A repository for course discussion in BIOL548O
0 stars 0 forks source link

Homework 2 #14

Open aammd opened 8 years ago

aammd commented 8 years ago

Hello @BIOL548O/2016_students !

Here is a description of Homework 2. I'll keep updating that website if there are any clarifications to make.

The goal of this homework assignment is to take whatever raw data you have and produce tidy data, using only an R script to do so!

You'll be graded by a peer reviewer who will read and run your code, and offer suggestions on how to improve its clarity and function.

Homework due 23rd Feb at noon.

Please ask any questions you have by replying to this issue! (ie type below)

See you next week, Andrew

aammd commented 8 years ago

@BIOL548O/2016_students, just some quick suggestions about getting data into and out of R.

The most common approach is the base function read.csv and its lower-level equivalent, read.delim. You might have to tweak the options (e.g. header = TRUE and sep = ",")

For writing data out, the base function write.csv() works fine. Pay attention to the arguments, e.g. row.names = FALSE and perhaps also quote = FALSE

An improvement on these functions is the package readr, which is a faster way of loading CSV and TSVs into R. It has better defaults and makes better guesses about the column types of your dataset. The same is true of writing functions such as readr::write_csv()

If your data is in excel, the handy package readxl is one popular way to read data from there (though there are many). It is rather slow and clunky, so get your data into a CSV quickly and try not to rely on it too much.

If your data is in another format (eg text file off an instrument) let us know by commenting on this issue!

AlexdeBruyn commented 8 years ago

Hi Andrew!

I committed my data in the form I'd converted it to online ( |Category|Count| ), rather than the spreadsheet document that I used before. I'm struggling to find a good way to work with this. Should I switch my initial 'messy' data to my .ods document format? Or do you have a recommendation for how I could turn my even messier data (again, written to form a table in html) into something tidy and parsable?

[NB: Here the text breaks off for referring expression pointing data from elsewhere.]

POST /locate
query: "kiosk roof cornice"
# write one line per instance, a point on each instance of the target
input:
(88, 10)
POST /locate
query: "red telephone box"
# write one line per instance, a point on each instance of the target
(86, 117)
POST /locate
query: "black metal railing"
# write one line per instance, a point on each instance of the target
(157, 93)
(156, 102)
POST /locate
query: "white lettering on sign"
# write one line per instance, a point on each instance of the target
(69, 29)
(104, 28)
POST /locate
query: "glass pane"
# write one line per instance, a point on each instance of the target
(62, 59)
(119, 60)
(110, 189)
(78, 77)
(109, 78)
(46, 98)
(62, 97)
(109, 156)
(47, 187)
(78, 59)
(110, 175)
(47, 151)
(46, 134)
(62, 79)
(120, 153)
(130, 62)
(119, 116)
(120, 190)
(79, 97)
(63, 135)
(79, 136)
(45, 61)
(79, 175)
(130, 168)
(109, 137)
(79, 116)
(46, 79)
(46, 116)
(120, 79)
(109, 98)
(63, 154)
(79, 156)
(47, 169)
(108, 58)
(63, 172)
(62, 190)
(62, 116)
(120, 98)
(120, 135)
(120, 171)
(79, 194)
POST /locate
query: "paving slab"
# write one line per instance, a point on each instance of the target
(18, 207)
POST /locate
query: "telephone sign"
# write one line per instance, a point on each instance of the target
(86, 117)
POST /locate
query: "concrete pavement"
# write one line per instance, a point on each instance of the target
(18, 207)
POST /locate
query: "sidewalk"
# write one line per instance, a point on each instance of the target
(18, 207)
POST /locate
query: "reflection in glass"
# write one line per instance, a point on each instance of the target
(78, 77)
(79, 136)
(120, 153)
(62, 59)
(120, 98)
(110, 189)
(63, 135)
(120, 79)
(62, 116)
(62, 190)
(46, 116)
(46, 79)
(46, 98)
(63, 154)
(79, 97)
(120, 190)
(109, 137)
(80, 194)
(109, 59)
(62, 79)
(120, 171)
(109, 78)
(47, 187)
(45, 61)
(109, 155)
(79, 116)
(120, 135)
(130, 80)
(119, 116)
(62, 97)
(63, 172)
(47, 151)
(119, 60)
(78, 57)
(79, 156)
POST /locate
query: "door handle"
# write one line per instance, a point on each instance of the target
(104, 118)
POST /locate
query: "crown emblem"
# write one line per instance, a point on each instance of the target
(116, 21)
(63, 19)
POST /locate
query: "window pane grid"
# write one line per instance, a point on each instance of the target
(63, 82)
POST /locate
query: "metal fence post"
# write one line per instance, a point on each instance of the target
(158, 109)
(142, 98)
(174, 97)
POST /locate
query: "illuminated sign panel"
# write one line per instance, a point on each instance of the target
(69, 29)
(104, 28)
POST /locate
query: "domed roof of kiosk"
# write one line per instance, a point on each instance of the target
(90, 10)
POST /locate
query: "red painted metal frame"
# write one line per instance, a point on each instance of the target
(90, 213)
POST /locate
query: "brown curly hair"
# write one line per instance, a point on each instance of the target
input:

aammd commented 8 years ago

Maybe try exporting as a CSV? On Feb 20, 2016 1:33 AM, "AlexdeBruyn" notifications@github.com wrote:

Hi Andrew!

I committed my data in the form I'd converted it to online ( |Category|Count| ), rather than the spreadsheet document that I used before. I'm struggling to find a good way to work with this. Should I switch my initial 'messy' data to my .ods document format? Or do you have a recommendation for how I could turn my even messier data (again, written to form a table in html) into something tidy and parsable?

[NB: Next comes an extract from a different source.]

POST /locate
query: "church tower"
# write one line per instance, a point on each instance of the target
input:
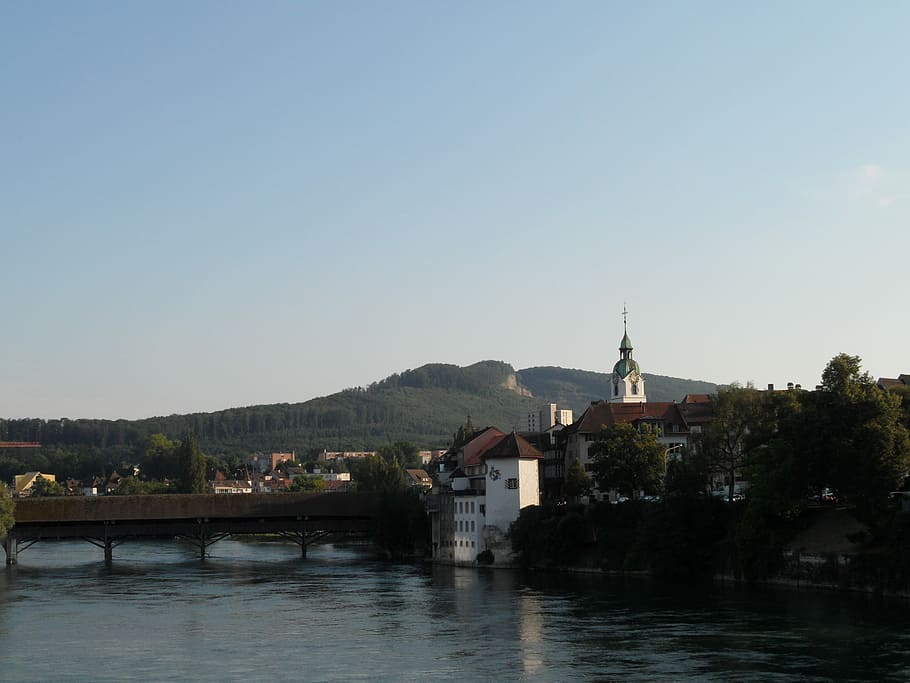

— Reply to this email directly or view it on GitHub https://github.com/BIOL548O/Discussion/issues/14#issuecomment-186554115.

AlexdeBruyn commented 8 years ago

The solution I ended up going with was that. I took the raw text, put it into my spreadsheet program (interpreting vertical bars for breaks), and then worked from that. The main cleaning that I had to do was removing some redundant rows that appeared during the conversion.